Tratamento para hipocalcemia
O tratamento da hipocalcemia obviamente será a reposição de cálcio. No entanto, a via de administração mudará de acordo com o tipo de paciente, conforme o fluxograma abaixo. De forma geral, os pacientes com sintomas leves e aptos para ingestão oral da medicação receberão o cálcio via oral. Já aqueles com sintomas graves ou que não toleram a ingestão enteral receberão suplementação endovenosa
Na escolha da via oral, a administração pode ser feita com Carbonato de cálcio 500mg a cada 8 horas (em horários separados das refeições). Em casos de pacientes com a forma resistente, uma manutenção deverá ser feita utilizando-se uma solução de Gluconato de Cálcio 10% 110mL + SG5% ou SF 0,9% 890mL EV (de forma que se obtenha uma solução final de 1000ml) com uma vazão de correr 50ml/hora.

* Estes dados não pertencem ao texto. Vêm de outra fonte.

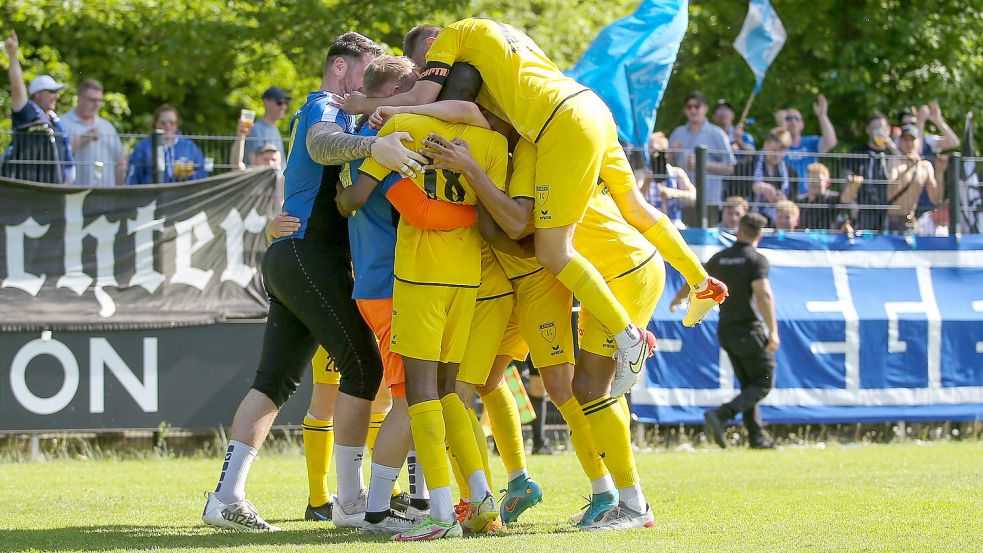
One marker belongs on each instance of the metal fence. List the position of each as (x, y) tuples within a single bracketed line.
[(35, 156), (863, 192), (871, 192)]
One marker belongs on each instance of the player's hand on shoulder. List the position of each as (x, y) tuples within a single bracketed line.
[(390, 152), (381, 115), (282, 225), (453, 155)]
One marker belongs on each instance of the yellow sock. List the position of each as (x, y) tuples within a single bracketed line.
[(479, 436), (666, 238), (581, 278), (318, 443), (611, 434), (583, 440), (460, 437), (375, 423), (427, 426), (506, 428), (463, 487)]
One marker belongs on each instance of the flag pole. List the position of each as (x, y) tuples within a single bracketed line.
[(747, 107)]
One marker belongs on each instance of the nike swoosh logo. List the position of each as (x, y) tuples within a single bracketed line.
[(636, 365)]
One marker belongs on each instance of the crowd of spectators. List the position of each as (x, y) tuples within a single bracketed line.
[(81, 148), (890, 183)]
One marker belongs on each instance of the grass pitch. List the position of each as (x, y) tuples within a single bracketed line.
[(843, 498)]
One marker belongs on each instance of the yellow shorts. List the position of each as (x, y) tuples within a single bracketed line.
[(491, 318), (431, 323), (325, 371), (638, 292), (543, 304), (578, 147)]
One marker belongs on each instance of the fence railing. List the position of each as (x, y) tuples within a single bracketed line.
[(874, 192), (863, 192), (37, 156)]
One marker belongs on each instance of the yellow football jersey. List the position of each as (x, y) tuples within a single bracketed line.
[(452, 257), (523, 171), (603, 236), (518, 77)]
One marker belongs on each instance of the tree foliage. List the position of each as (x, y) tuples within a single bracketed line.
[(212, 57)]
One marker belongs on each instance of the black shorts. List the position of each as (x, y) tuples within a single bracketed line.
[(310, 289)]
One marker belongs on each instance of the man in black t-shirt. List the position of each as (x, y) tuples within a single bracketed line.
[(748, 331)]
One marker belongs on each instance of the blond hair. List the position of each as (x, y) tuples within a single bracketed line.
[(385, 70), (788, 207), (780, 135)]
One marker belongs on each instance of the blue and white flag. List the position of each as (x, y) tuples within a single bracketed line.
[(629, 63), (761, 38)]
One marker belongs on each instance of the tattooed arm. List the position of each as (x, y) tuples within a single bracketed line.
[(329, 144)]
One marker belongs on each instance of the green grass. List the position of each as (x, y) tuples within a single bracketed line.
[(869, 498)]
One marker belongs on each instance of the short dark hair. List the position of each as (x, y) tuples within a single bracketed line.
[(751, 225), (89, 84), (875, 116), (698, 96), (415, 37), (166, 107), (351, 45), (463, 83)]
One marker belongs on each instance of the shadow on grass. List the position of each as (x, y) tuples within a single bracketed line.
[(96, 538), (89, 538)]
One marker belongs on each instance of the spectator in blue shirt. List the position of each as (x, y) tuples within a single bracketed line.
[(182, 159), (802, 152), (740, 140), (39, 135)]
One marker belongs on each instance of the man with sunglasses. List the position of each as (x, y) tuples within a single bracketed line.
[(699, 132), (802, 153), (265, 131)]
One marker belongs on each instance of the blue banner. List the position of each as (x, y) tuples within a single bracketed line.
[(760, 39), (879, 328), (629, 63)]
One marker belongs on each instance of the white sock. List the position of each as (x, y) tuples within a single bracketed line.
[(235, 469), (441, 506), (517, 473), (628, 337), (381, 487), (632, 497), (418, 484), (348, 460), (479, 486), (602, 484)]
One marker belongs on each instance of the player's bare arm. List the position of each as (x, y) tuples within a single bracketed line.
[(423, 92), (511, 214), (329, 144)]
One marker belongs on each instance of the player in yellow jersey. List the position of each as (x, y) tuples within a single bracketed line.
[(542, 306), (577, 144), (437, 278), (630, 264)]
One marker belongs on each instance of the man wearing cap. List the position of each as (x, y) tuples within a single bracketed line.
[(700, 132), (36, 113), (265, 131), (99, 154)]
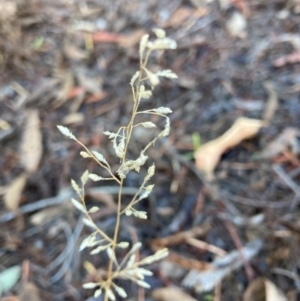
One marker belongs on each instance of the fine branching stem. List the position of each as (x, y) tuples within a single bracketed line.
[(130, 268)]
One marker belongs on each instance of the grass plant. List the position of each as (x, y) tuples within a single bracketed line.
[(129, 268)]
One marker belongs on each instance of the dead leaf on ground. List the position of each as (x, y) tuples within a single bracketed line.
[(236, 25), (209, 154), (75, 53), (178, 17), (73, 118), (106, 37), (182, 14), (28, 292), (292, 58), (272, 103), (263, 289), (171, 294), (221, 267), (31, 149), (132, 39), (63, 93), (288, 137), (13, 193)]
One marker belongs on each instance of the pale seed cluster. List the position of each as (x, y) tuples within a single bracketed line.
[(129, 268)]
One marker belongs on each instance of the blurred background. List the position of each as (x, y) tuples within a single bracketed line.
[(232, 227)]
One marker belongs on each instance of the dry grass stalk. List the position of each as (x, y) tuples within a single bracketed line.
[(129, 268)]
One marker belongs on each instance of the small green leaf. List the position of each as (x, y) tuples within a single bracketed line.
[(9, 277)]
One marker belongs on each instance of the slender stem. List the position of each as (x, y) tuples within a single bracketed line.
[(89, 217)]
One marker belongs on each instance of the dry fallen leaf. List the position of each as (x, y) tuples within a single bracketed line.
[(262, 289), (221, 267), (132, 39), (73, 118), (292, 58), (29, 291), (288, 137), (236, 25), (272, 103), (209, 154), (171, 294), (13, 193), (31, 147)]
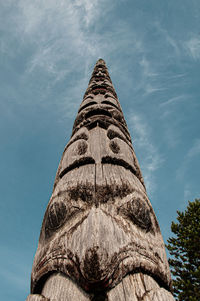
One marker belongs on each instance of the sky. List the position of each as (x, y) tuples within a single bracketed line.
[(48, 50)]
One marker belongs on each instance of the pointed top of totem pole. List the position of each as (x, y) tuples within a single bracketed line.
[(100, 61), (100, 103)]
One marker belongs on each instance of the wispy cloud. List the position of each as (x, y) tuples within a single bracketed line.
[(150, 157), (174, 100), (193, 47), (192, 152)]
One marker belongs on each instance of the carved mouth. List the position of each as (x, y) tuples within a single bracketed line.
[(119, 266)]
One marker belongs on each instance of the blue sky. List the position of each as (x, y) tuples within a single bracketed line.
[(48, 51)]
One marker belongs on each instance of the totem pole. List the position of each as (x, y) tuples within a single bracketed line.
[(100, 239)]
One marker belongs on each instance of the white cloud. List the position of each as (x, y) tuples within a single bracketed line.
[(193, 47), (151, 160), (192, 152), (174, 100)]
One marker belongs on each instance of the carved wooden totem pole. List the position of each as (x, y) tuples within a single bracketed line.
[(100, 239)]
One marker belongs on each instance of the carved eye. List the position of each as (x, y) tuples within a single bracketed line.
[(114, 147), (82, 148), (140, 214), (56, 215)]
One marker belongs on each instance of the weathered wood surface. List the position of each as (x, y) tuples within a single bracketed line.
[(136, 287), (99, 230)]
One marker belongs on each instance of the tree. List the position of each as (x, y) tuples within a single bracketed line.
[(185, 251)]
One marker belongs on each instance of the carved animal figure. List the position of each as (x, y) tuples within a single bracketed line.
[(100, 239)]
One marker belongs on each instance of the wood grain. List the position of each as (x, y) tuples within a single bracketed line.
[(100, 239)]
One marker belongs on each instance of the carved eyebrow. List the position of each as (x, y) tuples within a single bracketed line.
[(97, 112), (113, 134), (78, 137), (77, 163), (111, 104), (87, 105), (117, 161)]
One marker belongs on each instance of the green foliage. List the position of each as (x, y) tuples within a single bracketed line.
[(185, 251)]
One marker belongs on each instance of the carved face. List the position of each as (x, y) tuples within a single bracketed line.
[(99, 217), (99, 224)]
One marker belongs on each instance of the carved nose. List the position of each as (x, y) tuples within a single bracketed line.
[(100, 231)]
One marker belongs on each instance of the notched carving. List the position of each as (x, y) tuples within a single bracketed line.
[(83, 192), (98, 111), (76, 164), (91, 103), (138, 213), (111, 134), (117, 161), (82, 148), (56, 215), (114, 147), (78, 137)]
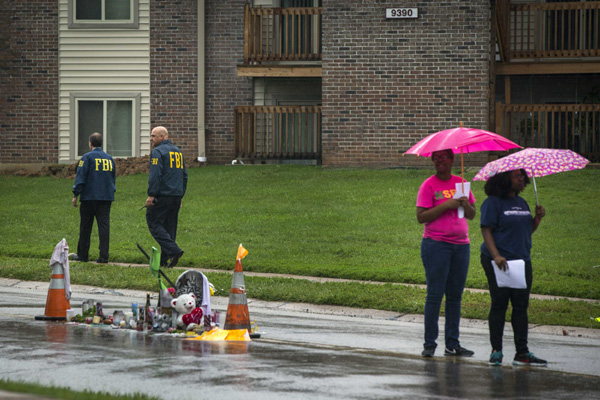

No caso de uma deficiência não complicada de vitamina D, a administração de vitamina D2 (ergocalciferol) ou D3 (colecalciferol) corrige a deficiência e restaura a fisiologia normal do paciente. O tratamento deve ser realizado com 50.000 UI de vitamina D2 ou D3 semanalmente, por um período de seis a oito semanas.
Em pacientes com hipomagnesemia, uma infusão de 2 g (16 mEq) de sulfato de magnésio deve ser administrada como uma solução a 10% ao longo de 10 a 20 minutos, seguida por 1 grama (8 mEq) em 100 mL de líquido por hora. A reposição de magnésio deve ser mantida enquanto a concentração sérica de magnésio estiver abaixo de 0,8 mEq/L (1 mg/dL ou 0,4 mmol/L).
Conclusão
A hipocalcemia representa uma condição de significativa importância clínica devido ao papel crucial do cálcio na transmissão nervosa, contração muscular, coagulação sanguínea e regulação de diversas vias metabólicas. Dessa forma, a identificação precoce, o tratamento adequado e a abordagem das causas subjacentes são cruciais para prevenir complicações graves e melhorar a qualidade de vida dos pacientes.